After I’d captured the above image on CMOS sensor with my digital camera, I ventured to speak to the entity.
“Who are you?” I whispered.
The entity appeared to bonk its head on the freezer door and dropped the mustard.
“Golly, mister! You scared the badgers outta me!”
“I’m sorry. I didn’t mean to…you’re a ghost, right?”
“Aw, sharks! Of course I am,” the ghost said, shutting the fridge door, swinging it through his body as he did.
“Is there anything you want from me?” I said, beginning to perspire. This was so weird!
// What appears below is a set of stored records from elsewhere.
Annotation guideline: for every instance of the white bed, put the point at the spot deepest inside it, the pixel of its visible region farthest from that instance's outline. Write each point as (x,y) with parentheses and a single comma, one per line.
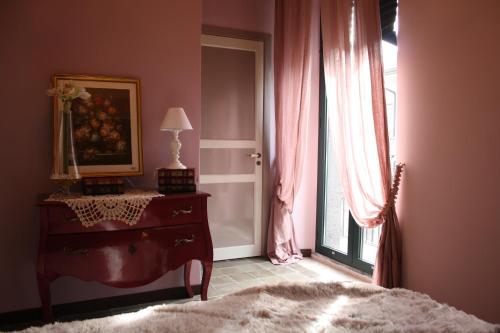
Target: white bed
(305,307)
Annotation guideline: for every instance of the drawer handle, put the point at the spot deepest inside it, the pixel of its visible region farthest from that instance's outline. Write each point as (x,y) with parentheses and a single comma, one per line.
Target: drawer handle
(182,211)
(182,241)
(75,252)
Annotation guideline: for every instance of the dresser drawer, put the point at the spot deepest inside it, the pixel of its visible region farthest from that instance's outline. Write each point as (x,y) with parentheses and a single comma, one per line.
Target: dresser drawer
(125,258)
(159,212)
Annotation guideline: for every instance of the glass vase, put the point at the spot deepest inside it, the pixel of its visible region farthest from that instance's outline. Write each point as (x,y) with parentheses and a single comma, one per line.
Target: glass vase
(65,166)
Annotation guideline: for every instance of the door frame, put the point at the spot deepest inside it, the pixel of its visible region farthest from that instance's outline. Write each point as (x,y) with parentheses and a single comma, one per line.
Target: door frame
(268,116)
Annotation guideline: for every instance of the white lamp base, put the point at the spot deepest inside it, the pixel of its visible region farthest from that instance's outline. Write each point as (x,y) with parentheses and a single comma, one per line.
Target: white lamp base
(176,147)
(176,165)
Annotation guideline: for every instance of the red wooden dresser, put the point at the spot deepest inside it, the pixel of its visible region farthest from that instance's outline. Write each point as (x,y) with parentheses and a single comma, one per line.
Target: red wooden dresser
(172,231)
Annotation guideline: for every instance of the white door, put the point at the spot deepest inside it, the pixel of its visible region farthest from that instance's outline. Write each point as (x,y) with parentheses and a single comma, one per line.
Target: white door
(231,143)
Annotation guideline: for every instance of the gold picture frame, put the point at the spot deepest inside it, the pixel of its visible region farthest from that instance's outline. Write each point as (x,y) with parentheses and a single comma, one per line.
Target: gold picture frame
(106,127)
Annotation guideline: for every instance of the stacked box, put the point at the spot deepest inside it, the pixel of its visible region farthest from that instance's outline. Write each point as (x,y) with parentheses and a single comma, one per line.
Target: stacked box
(103,185)
(176,180)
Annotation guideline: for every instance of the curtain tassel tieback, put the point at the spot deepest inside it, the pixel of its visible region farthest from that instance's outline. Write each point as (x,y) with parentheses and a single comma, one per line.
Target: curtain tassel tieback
(391,201)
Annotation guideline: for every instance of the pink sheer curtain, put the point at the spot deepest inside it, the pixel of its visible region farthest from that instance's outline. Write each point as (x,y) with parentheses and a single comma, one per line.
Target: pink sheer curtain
(292,76)
(356,107)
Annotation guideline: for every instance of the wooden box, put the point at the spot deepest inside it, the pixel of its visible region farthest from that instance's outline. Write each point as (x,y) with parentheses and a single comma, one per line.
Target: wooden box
(103,185)
(176,180)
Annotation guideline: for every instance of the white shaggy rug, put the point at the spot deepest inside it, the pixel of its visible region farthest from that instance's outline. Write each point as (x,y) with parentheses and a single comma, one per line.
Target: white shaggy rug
(312,307)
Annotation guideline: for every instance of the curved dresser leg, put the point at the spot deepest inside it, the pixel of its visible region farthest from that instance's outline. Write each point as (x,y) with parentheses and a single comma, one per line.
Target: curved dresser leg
(207,272)
(187,280)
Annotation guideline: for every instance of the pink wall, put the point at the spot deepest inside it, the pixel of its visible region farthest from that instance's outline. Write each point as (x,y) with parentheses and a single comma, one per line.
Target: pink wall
(250,15)
(448,132)
(157,42)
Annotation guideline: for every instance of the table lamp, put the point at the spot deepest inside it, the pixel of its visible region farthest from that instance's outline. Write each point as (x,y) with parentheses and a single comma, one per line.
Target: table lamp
(175,121)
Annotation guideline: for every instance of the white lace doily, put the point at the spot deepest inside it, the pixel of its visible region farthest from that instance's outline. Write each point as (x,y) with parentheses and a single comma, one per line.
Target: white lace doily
(91,210)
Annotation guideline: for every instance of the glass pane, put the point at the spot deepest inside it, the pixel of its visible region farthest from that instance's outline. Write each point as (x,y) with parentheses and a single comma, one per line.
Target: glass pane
(231,213)
(228,94)
(369,244)
(226,161)
(336,229)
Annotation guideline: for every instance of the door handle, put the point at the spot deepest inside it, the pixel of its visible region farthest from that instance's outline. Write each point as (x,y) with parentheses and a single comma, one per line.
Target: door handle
(256,155)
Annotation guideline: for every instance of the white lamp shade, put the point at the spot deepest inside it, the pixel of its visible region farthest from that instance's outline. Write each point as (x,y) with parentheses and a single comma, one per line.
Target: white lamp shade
(175,119)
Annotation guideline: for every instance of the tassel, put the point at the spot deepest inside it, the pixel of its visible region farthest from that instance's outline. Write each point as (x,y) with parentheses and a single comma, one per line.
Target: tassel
(391,201)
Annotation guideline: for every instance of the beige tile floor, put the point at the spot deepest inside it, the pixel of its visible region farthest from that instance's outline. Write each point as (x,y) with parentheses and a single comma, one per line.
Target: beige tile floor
(232,275)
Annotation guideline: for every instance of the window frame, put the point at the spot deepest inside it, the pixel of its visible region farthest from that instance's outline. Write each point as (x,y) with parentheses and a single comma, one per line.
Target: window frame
(354,242)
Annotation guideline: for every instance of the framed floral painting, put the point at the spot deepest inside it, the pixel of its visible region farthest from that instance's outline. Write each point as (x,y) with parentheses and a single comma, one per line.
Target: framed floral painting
(106,127)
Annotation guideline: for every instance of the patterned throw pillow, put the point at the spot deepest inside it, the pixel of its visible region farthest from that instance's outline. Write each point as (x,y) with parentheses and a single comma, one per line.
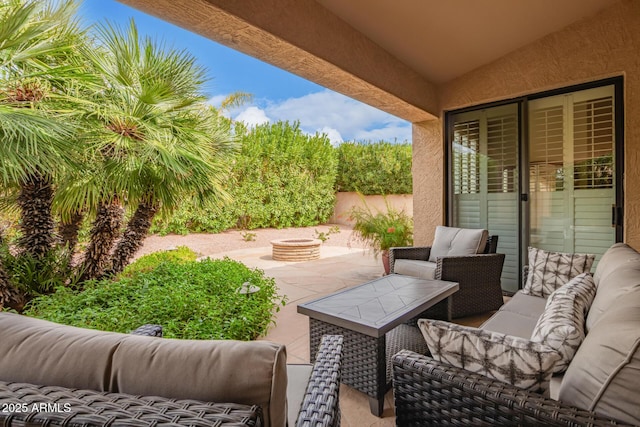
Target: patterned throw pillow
(561,325)
(514,360)
(550,270)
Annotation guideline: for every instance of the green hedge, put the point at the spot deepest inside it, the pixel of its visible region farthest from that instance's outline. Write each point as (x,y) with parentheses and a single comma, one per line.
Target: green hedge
(282,177)
(374,168)
(191,300)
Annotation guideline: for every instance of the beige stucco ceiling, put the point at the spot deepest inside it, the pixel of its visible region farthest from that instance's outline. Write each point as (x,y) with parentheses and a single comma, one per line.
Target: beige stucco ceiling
(444,39)
(391,54)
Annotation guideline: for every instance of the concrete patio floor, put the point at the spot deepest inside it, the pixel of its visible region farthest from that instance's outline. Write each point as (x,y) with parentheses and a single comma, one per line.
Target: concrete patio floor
(338,268)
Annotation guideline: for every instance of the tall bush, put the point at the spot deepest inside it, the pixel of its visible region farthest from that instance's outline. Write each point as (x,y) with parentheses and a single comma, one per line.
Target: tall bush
(374,168)
(282,177)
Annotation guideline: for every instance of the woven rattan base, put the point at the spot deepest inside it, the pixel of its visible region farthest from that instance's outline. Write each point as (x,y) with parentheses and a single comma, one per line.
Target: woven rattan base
(363,361)
(32,405)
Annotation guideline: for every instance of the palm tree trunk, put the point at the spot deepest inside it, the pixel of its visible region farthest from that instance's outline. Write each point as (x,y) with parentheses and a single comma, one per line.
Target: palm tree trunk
(68,230)
(134,236)
(9,295)
(36,220)
(104,232)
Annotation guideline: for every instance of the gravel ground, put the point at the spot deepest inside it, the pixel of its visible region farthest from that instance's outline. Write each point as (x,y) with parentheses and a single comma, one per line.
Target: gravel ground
(210,244)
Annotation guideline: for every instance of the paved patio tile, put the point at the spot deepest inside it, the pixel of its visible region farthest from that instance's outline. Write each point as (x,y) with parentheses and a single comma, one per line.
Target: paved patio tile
(338,268)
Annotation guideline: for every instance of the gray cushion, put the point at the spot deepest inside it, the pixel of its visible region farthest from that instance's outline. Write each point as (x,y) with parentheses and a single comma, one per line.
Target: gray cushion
(520,362)
(561,326)
(452,241)
(513,324)
(605,372)
(618,273)
(550,270)
(212,370)
(416,268)
(298,376)
(518,317)
(39,352)
(525,305)
(45,353)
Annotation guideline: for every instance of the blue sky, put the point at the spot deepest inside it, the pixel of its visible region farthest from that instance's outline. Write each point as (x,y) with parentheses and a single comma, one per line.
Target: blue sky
(277,94)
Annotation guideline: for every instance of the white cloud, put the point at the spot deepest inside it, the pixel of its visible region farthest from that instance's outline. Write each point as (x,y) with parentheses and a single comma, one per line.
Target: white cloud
(253,116)
(333,135)
(340,117)
(389,133)
(216,100)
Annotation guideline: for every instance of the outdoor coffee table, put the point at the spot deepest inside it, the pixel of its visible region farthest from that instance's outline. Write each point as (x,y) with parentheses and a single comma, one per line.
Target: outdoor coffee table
(363,315)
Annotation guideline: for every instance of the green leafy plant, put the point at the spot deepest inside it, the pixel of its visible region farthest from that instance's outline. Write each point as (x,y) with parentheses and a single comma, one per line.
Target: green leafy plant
(148,262)
(191,300)
(325,235)
(248,236)
(382,230)
(281,177)
(34,276)
(374,168)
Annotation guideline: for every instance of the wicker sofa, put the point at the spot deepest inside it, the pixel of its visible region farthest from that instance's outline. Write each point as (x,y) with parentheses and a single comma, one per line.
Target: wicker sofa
(600,386)
(57,375)
(466,256)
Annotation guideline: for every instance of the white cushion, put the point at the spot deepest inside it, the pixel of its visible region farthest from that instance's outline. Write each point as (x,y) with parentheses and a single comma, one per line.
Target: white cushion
(451,241)
(517,361)
(550,270)
(415,268)
(561,325)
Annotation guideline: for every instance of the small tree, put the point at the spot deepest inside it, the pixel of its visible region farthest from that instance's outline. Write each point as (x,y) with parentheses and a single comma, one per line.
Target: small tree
(155,142)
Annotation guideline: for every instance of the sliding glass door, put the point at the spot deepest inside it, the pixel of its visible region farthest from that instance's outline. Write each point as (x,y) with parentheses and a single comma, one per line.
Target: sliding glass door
(484,172)
(545,178)
(572,171)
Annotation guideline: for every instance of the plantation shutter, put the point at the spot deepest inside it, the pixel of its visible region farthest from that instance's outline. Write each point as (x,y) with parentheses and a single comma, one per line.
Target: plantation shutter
(571,177)
(485,179)
(502,189)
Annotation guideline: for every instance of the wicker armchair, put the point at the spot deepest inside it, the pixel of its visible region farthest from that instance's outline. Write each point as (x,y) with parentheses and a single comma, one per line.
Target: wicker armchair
(24,404)
(428,392)
(478,276)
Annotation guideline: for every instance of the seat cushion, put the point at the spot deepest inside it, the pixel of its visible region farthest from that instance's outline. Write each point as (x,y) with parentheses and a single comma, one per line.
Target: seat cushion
(550,270)
(518,317)
(452,241)
(252,372)
(39,352)
(561,326)
(416,268)
(618,273)
(605,372)
(517,361)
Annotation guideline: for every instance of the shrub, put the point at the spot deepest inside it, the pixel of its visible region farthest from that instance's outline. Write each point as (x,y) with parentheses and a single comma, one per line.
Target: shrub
(191,300)
(34,276)
(151,261)
(376,168)
(281,178)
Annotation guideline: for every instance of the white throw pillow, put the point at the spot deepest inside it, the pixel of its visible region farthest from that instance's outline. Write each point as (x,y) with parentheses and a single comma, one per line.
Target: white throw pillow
(514,360)
(452,241)
(550,270)
(561,325)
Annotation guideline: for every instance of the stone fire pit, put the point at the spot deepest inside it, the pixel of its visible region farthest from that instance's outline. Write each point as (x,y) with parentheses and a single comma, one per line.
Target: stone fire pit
(296,249)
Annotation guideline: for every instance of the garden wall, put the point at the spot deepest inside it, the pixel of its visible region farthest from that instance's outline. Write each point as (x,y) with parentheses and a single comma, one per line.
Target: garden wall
(345,201)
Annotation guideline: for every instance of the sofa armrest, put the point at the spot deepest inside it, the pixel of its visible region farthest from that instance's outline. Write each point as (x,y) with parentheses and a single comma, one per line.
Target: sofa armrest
(428,392)
(320,407)
(148,330)
(420,253)
(479,279)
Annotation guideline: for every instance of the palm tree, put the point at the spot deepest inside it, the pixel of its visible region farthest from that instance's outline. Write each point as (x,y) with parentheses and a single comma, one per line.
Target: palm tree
(156,140)
(37,54)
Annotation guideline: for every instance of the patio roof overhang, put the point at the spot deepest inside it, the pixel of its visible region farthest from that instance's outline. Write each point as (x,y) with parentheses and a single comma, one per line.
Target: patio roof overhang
(391,55)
I decided any ghost that freely admitted to wandering half in and half out of the physical world in search of mustard was probably harmless. I talked to him for a while. Found out his name was Wilford Gruntwater, that he used to work at a place called Lumpy Acres SpudWorks, and that he hadn’t lived anywhere around here.
“Why my house, then?”
“Well, it’s like they say, FooDaddy, ‘a fat man’s got to keep his mustache trimmed in order to keep track of his ducks,’” the ghost said, trying to put the mustard bottle back into the refrigerator though the door. He watched it bounce back while his hand passed through. He repeated the process four times and probably would have gone on if I hadn’t taken the bottle away.
“I dunno if I’ll ever get the hang of that,” he said. “But I ain’t never gave up on nuthin’ before!” He slapped me on the back, which was a rather strange feeling. My body tensed to receive the blow, but his hand whiffed right through me without so much as a breeze.
“Hey, it’s been nice chattin and all, mister, but I gotta go let my dawgs out,” Wilford’s ghost said, and with a parting guffaw, galumphed right through the kitchen wall and out into the night.
I expect to see more of him, my visitor from an ethereal plane, and perhaps I can get him to keep my cats entertained while I’m at work. If I’m going to have to vacuum up his crumbs, I may as well make him useful.